As per the draft norms, private sector entities or groups owned and controlled by Indian promoters, with diversified ownership, sound credentials and integrity, and having successful track record of at least 10 years — would be eligible to promote banks.
While presenting the Budget for 2011-12, finance minister Pranab Mukherjee said, “In my last Budget speech, I had announced that Reserve Bank of India would consider giving some additional banking licences to private sector players. Accordingly, RBI issued a discussion paper in August, 2010, inviting feedback from the public. RBI has proposed some amendments in the Banking Regulation Act. I propose to bring suitable legislative amendments in this regard in this session. RBI is planning to issue the guidelines for banking licences before the close of this financial year”.

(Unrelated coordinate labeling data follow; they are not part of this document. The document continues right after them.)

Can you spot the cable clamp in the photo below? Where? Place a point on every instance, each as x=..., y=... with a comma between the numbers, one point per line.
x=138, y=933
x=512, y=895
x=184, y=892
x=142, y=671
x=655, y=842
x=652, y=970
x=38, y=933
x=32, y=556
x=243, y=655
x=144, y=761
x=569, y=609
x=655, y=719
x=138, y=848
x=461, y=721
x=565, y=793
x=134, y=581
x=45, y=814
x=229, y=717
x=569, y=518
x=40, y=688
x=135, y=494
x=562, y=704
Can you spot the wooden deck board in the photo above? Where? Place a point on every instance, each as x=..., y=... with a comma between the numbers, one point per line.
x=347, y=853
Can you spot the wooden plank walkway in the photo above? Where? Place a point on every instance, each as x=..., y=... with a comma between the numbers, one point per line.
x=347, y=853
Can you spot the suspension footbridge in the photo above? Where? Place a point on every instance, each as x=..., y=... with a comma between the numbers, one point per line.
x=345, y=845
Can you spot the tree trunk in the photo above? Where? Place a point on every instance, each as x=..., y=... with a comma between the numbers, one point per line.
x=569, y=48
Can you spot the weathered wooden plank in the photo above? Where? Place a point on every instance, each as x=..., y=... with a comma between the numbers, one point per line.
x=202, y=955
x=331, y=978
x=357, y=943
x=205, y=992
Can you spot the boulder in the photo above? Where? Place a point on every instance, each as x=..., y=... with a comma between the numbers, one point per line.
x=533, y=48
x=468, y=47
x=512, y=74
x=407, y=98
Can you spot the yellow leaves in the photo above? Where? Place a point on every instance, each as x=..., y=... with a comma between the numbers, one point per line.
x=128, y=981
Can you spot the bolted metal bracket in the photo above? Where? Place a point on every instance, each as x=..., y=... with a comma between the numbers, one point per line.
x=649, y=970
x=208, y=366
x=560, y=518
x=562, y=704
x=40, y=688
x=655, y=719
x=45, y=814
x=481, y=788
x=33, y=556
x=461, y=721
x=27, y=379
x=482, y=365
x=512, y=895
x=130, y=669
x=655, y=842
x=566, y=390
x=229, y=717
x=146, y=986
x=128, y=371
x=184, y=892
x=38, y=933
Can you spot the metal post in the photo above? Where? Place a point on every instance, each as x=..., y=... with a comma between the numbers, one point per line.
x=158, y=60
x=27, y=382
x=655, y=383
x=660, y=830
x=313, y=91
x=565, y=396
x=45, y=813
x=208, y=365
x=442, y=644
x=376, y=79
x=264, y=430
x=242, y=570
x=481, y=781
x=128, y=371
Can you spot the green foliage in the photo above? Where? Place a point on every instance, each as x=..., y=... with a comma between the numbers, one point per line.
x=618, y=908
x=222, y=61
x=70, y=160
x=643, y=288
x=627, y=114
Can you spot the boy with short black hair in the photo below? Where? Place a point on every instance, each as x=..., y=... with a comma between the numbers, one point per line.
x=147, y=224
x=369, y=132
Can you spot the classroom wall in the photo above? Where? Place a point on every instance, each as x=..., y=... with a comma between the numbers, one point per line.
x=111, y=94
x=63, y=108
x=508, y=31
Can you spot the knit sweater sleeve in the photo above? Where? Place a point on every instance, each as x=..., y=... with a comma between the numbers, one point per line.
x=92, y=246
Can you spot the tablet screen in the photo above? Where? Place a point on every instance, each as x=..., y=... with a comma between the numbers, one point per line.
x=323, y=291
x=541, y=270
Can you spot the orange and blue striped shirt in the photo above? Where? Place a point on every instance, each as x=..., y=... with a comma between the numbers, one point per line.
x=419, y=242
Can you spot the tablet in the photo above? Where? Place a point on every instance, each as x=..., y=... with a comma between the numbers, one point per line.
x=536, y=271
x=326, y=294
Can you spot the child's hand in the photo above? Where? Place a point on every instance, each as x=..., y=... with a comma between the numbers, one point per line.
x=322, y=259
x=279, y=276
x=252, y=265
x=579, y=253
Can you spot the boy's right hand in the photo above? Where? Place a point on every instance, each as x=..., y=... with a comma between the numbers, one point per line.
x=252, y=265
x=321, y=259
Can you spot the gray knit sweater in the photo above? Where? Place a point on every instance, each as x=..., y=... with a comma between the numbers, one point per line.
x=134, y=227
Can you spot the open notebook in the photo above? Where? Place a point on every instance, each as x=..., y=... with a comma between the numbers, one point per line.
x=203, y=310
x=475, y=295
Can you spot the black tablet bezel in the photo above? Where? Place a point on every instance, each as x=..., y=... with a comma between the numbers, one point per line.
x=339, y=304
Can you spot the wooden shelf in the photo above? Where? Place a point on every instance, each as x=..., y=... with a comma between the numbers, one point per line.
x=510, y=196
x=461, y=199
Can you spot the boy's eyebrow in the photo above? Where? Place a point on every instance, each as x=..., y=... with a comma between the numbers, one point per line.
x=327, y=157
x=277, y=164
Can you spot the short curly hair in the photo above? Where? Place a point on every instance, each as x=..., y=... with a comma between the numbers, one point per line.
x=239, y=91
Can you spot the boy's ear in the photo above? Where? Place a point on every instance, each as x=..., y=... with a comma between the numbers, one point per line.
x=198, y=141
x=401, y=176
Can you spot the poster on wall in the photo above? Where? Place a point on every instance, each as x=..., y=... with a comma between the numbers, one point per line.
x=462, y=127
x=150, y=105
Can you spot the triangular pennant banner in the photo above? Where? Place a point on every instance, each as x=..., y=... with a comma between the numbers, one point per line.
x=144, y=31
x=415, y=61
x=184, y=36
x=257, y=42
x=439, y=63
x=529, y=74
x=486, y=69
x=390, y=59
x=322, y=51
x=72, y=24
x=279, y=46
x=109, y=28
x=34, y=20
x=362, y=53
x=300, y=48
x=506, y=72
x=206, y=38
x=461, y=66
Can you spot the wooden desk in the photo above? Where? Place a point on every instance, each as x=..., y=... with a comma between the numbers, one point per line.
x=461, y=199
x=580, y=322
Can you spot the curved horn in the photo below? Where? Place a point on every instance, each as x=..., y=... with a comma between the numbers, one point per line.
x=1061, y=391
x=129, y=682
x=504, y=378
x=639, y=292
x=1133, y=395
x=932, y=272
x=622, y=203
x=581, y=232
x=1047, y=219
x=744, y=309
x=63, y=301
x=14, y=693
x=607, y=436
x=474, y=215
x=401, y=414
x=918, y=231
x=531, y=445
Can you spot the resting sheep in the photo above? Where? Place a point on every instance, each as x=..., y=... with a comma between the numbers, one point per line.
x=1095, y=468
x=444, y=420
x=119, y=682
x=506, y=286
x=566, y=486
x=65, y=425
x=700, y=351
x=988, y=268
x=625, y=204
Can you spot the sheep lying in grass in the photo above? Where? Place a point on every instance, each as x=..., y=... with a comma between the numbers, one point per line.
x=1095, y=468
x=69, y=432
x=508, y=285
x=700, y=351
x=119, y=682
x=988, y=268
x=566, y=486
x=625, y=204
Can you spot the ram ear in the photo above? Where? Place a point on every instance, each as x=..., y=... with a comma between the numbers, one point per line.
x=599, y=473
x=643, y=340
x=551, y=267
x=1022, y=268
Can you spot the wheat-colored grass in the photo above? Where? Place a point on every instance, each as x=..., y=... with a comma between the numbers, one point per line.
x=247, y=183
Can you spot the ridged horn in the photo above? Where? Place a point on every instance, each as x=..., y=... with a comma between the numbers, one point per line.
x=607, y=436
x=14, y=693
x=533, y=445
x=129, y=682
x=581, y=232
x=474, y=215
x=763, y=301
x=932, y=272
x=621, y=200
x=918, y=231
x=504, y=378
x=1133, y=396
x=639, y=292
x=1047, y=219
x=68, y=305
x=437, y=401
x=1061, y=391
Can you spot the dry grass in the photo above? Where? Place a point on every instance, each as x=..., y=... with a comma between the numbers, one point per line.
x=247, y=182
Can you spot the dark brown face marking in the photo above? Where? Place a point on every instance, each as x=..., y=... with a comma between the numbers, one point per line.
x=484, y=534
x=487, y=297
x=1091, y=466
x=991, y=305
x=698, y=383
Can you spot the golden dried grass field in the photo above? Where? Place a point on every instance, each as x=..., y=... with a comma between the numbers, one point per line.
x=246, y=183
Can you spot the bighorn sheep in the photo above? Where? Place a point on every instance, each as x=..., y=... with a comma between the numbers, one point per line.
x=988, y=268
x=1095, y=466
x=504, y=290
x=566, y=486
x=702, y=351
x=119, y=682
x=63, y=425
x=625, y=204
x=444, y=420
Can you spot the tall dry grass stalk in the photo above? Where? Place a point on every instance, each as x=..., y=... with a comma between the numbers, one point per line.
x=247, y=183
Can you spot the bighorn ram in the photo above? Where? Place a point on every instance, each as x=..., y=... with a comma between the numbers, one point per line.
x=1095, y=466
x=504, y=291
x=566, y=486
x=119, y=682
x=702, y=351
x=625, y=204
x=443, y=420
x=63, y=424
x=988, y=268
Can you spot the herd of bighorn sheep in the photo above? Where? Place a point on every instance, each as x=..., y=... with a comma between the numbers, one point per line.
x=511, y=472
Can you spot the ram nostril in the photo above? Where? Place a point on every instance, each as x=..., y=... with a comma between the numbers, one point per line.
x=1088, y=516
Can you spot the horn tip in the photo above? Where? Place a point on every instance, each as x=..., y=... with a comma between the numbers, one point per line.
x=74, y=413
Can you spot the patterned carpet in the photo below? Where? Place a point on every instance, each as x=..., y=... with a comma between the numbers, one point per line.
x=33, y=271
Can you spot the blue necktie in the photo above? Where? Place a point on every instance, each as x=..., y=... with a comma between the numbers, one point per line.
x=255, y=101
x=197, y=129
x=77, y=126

The Banking Law Amendment Bill was subsequently introduced in the Lok sabha on March 22 and has been sent to the Standing Committee.
The Bill seeks to provide for prior approval of RBI for acquisition of 5 per cent or more of shares or voting rights in a banking company by any person and empowering RBI to impose such conditions as it deems fit in this regard.
It also has the provision for empowering RBI to collect information and inspect associate enterprises of banking companies.
The entities which are currently mulling entering the banking arena includes Reliance Capital, IndiaBulls, Religare, IL&FS, IFCI and Aditya Birla Financial Services.